In 1990 the quarries got given there 2 hardest sport pitches, Bungles Arete courtesy of Sean Myles and The Very Big and the Very Small from Dawes which gave Britain its technically hardest slab pitch. The holds are small enough that most people can have a maximum of 3 goes before exploding at least 1 fingertip. It's a climb which many very good climbers have done with 1 rest but dispensing with the rest is tricky. Steve Mcclure repeated it in 1998 and after a particularly turd morning I managed it in 2005 with Pete Robins doing a tall mans version in 2010.
The hardest sport routes in the quarries are remarkably varied: Bobbys Groove, Cwms the Dogfish, Medium, Concorde Dawn, New Slatesman, Manic Strain, Serpent Vein, Meltdown, Misogynists Discharge, Sauron, Untouchables, Darkhalf, Wall Within, Wish You Were here, Tambourine Man, The Very Big and the Very Small.
Walls, grooves, aretes, corners, slabs, overhangs. A climb to suit most peoples tastes with each offering high quality interesting climbing in very atmospheric areas and with plenty of projects left to go.
With the new slate guide and Dawes autobiography pointing towards the Meltdown I was glad to get it done before someone else with a similar boredom threshold to myself. I was actually thinking of putting a halfway lower off which is a 3 star 7c and if anyone can be arsed go for it. To get to 3/4 hieght is superb 8b+ a bit harder than VBVS which leads to a sting move mantel into a hard traverse. It's tricky to grade and my friend Pete Robins who has recently replaced the bolts suggested it could be 9a many years ago but since its ascent he's more reticent. It would be good for it to get some attention as it has some fabulous climbing on it and is the most chuffed I've been at getting up a climb.

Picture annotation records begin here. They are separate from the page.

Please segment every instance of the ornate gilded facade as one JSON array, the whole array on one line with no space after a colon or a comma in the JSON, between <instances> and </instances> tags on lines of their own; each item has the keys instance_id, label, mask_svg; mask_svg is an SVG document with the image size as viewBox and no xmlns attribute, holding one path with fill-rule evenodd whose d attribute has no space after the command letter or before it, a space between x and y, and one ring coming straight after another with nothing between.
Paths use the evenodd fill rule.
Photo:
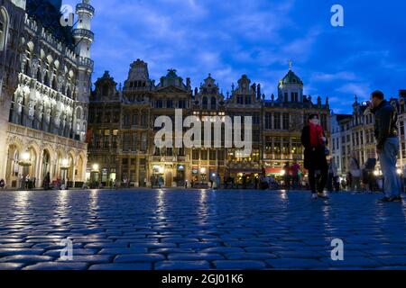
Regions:
<instances>
[{"instance_id":1,"label":"ornate gilded facade","mask_svg":"<svg viewBox=\"0 0 406 288\"><path fill-rule=\"evenodd\" d=\"M95 10L88 0L79 3L72 29L60 24L60 1L12 2L2 6L12 17L10 25L17 26L2 26L3 35L13 36L2 50L6 60L2 62L0 178L18 187L29 176L41 187L50 173L51 181L81 185Z\"/></svg>"},{"instance_id":2,"label":"ornate gilded facade","mask_svg":"<svg viewBox=\"0 0 406 288\"><path fill-rule=\"evenodd\" d=\"M291 69L281 80L278 97L265 99L261 85L244 75L225 95L211 75L198 88L190 79L170 69L159 83L151 79L148 66L138 59L131 65L124 86L108 72L96 82L89 105L89 162L92 181L150 186L163 179L165 186L183 186L191 181L207 184L215 176L248 181L263 170L280 175L286 162L302 162L300 132L310 113L320 115L329 135L328 101L317 103L303 94L303 83ZM230 116L250 116L253 122L252 153L241 155L235 148L157 148L157 117L194 115L200 122ZM244 122L244 120L243 120ZM184 129L185 131L185 129ZM224 127L223 127L224 132ZM204 132L202 132L204 141ZM212 138L213 139L213 138ZM224 139L222 140L224 144ZM214 146L212 146L214 147Z\"/></svg>"}]
</instances>

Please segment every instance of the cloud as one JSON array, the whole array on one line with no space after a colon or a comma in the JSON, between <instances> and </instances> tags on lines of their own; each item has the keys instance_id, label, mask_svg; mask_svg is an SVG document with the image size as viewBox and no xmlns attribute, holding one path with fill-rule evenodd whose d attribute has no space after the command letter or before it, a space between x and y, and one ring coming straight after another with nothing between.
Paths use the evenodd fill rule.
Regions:
<instances>
[{"instance_id":1,"label":"cloud","mask_svg":"<svg viewBox=\"0 0 406 288\"><path fill-rule=\"evenodd\" d=\"M64 3L74 5L77 1ZM304 81L305 93L323 98L328 95L352 102L355 94L366 96L370 87L396 93L404 82L406 57L404 45L401 45L404 40L391 40L390 36L401 35L406 24L400 21L394 24L393 19L400 18L390 9L382 11L384 21L374 23L368 22L366 12L351 13L359 11L358 3L343 0L348 12L346 24L335 29L329 22L329 4L295 0L91 4L96 8L94 78L110 70L117 82L123 82L130 64L142 58L148 62L153 79L173 68L198 86L211 73L226 91L246 74L253 82L262 84L270 98L277 94L278 81L287 73L291 59L293 70ZM399 5L398 11L406 9L405 4ZM383 10L374 0L367 9L371 6ZM392 28L387 29L387 23L392 23Z\"/></svg>"},{"instance_id":2,"label":"cloud","mask_svg":"<svg viewBox=\"0 0 406 288\"><path fill-rule=\"evenodd\" d=\"M335 74L315 72L311 76L312 81L355 80L355 74L350 71L342 71Z\"/></svg>"},{"instance_id":3,"label":"cloud","mask_svg":"<svg viewBox=\"0 0 406 288\"><path fill-rule=\"evenodd\" d=\"M371 93L371 86L367 83L348 83L337 88L337 91L365 98Z\"/></svg>"}]
</instances>

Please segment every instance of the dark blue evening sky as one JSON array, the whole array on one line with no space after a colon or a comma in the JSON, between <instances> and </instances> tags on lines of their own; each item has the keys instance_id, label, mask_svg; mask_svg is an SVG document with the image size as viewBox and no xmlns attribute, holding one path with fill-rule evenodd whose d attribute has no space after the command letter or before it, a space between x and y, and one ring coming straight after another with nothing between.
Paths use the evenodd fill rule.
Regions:
<instances>
[{"instance_id":1,"label":"dark blue evening sky","mask_svg":"<svg viewBox=\"0 0 406 288\"><path fill-rule=\"evenodd\" d=\"M74 4L76 1L63 1ZM406 1L403 0L98 0L93 30L94 81L109 70L125 80L136 58L157 81L176 68L198 86L208 73L224 93L246 74L267 98L293 70L313 99L328 96L350 112L354 95L406 89ZM333 4L345 26L330 24ZM323 100L324 101L324 100Z\"/></svg>"}]
</instances>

The quarries currently have routes which cater across the spectrum from the timid climber to the adventurer. They are always a place to be on guard in as although the Welsh slate was regarded as high quality it's not like climbing on granite and the bolts which protect some of the climbs may have been placed by people who didn't know anything about it! If you get bored of the limestone, dont feel too fit or are watching the showers pass through the slate should be a port of call.